When Marcella Lafayette started having really bad heartburn, she went to her doctor to see if there was anything that might help.

“I was a experiencing a lot of chest pain, back pain caused from heartburn,” says Lafayette, 62, of Portland, Ore.

Her doctor diagnosed her with gastroesophageal reflux disease, or GERD, and prescribed a drug called a proton pump inhibitor, or PPI. The drug worked, but Lafayette soon started having other problems, such as muscle weakness and severe leg cramping.

Lafayette discovered she was suffering from a magnesium deficiency, a side effect of the drug. She also learned that PPIs can cause not just deficiencies of nutrients but other side effects, such as an increased risk for infections.

So Lafayette decided to try to stop using her PPI. But whenever she did, her heartburn returned. And the symptoms were much worse.

“I can’t seem to get off the drug because when I do, I experience severe stomach pain. I can’t eat anything without experiencing stomach pain,” Lafayette says. “It feels like you’ve got a knife in your gut. It’s just really painful.”

Lafayette is not alone. Many people have trouble discontinuing PPIs because the amount of acid in their digestive systems surges when they stop taking the drug.

Experiences like Lafayette’s, and rising evidence the drugs may be associated with a variety of increased risks, are making doctors increasingly worried about their wide use.

“The teaching for many years was that these drugs were quite safe,” says John Clarke, a gastroenterologist at Johns Hopkins Hospital in Baltimore. “But there is data that’s emerging that suggests PPIs may not be as safe as we think they are.”

An estimated 15 million Americans use PPIs, which are sold by prescription and over the counter under a variety of brand names, including Nexium, Prilosec and Prevacid.

They work by blocking production of stomach acid.
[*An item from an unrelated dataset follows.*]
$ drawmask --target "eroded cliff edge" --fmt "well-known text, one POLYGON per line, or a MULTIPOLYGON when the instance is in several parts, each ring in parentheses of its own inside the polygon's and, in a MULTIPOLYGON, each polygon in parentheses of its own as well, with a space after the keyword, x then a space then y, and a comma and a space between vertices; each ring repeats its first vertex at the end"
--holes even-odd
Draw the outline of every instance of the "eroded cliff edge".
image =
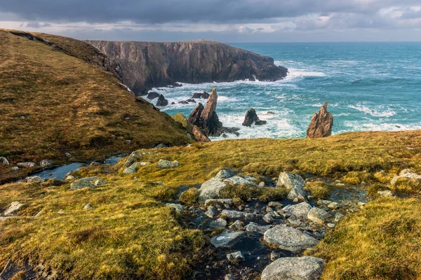
POLYGON ((123 82, 138 95, 175 82, 273 81, 288 72, 272 57, 210 41, 86 42, 121 66, 123 82))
And that could be the root of the problem, according to Clarke. Stomach acid helps digest food and also has a “barrier function against different pathogens which are ingested,” he says.
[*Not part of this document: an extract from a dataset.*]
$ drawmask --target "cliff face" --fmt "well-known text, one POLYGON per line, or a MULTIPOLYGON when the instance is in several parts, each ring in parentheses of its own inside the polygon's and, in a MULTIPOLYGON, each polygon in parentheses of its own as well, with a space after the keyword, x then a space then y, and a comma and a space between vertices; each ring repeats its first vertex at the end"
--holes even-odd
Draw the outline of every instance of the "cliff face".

So when there’s less stomach acid, it leaves people vulnerable to nutritional deficiencies and infections, including food poisoning like salmonella, a serious, sometimes life-threatening digestive system infection called Clostridium difficile, and perhaps pneumonia.

In addition, one recent study suggested people who take PPIs may be at greater risk ofheart disease; another suggested they could increase the risk for chronic kidney disease.

As this evidence has emerged, Clarke says, “It’s imperative that people who take these drugs look at the risks versus benefits in their individual case and make sure the safety concerns are being looked at closely and people don’t use these drugs lightly.”

Many people take PPIs when they don’t really need them, Clarke says. They could get rid of their heartburn by making lifestyle changes, such as losing weight and cutting back on alcohol, caffeine and spicy and fatty foods. And many people stay on them a lot longer than they need them, he says. PPIs are usually supposed to be taken for two to eight weeks, although doctors may recommend more.

The companies that make PPIs say they’re safe for most people if they use them the way they’re supposed to. And doctors say many people really need to take a PPI for severe heartburn.

“Proton pump inhibitors do have some very positive benefits to patients,” saysKenneth DeVault, a gastroenterologist at the Mayo Clinic who is president of the American College of Gastroenterology. “They relieve symptoms better than any other medication that has ever been developed.”

The most important “positive effect of proton pump inhibitors is restoration of a quality of life,” DeVault says. “This is probably the big one.”

PPIs may also reduce the risk for esophogeal cancer for some people, he says.

DeVault says if someone really needs a PPI they should take one. But they should try everything else first, keep an eye out for any side effects, and talk to their doctor about how long they should stay on it.